Soft biological tissues can be viewed as natural polymeric composites - hydrated, porous, and reinforced by networks of collagen and elastic fibers embedded in a proteoglycan-rich matrix. Their mechanical response under rapid or cyclic loading arises from complex interactions between fluid transport, fiber recruitment, and matrix deformation, reminiscent of the coupled behavior observed in cross-linked polymer gels. In this work, we develop a biphasic finite element model to capture the time-dependent mechanics of fiber-reinforced biological polymer networks [1-2]. The model integrates a porous, fluid-saturated matrix with nonlinear anisotropic fiber families, accounting for regional variations in orientation and stiffness. Built upon biphasic-swelling theory, the formulation explicitly couples fluid flow and solid deformation, enabling the prediction of strain-rate sensitivity, relaxation behavior, and energy dissipation under cyclic loading.

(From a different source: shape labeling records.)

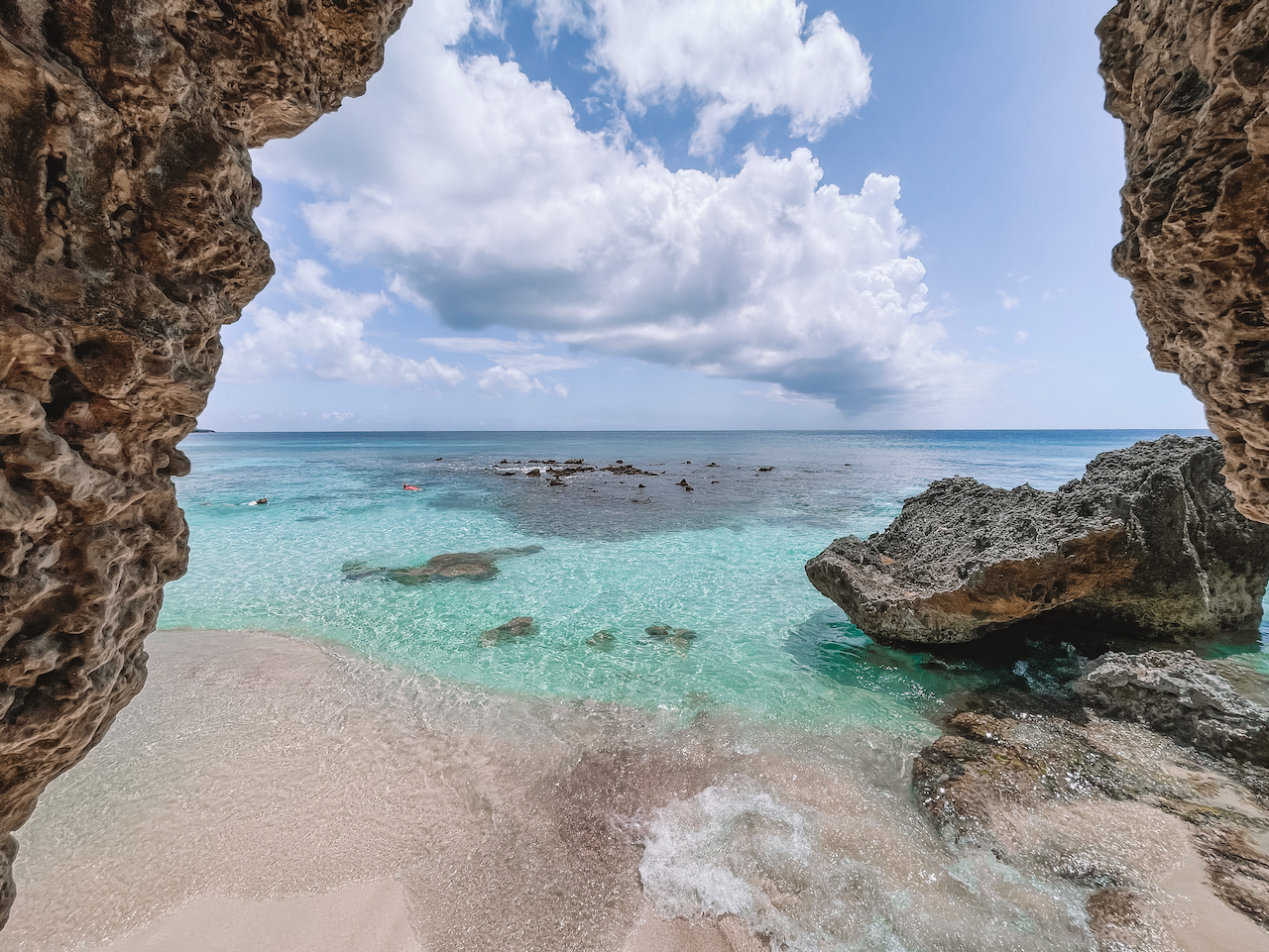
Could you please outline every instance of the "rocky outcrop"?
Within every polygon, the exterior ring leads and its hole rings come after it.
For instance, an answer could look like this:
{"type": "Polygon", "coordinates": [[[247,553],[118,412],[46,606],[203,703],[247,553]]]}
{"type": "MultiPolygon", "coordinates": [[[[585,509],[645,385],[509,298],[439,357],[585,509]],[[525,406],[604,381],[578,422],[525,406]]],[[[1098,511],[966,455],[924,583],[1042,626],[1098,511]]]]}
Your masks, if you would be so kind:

The model reproduces key experimental phenomena such as auxetic-to-non-auxetic transitions and hysteresis loops linked to fluid redistribution within the microstructure. This analogy between polymer physics and biological tissue biomechanics provides a unified framework for interpreting viscoelasticity, anisotropy, and permeability-driven effects in hierarchical soft materials. By extending theoretical concepts from polymer network mechanics to living biological systems, this study contributes to the multiscale understanding of fluid-structure interactions in complex, multiphase materials.

References:

1. Cachot, U., Kandil, K., Zaïri, F., Zaïri, F, 2025. Role of mechanical representativity in multiaxial and transverse mechanics of human annulus fibrosus: A microstructure-based biphasic finite element study. Acta Biomaterialia 197, 266-282.
2. Cachot, U., Kandil, K., Zaïri, F., Zaïri, F, 2025. Modeling fluid-microstructure interactions in annulus fibrosus transverse mechanics. International Journal of Mechanical Sciences 299, 110384.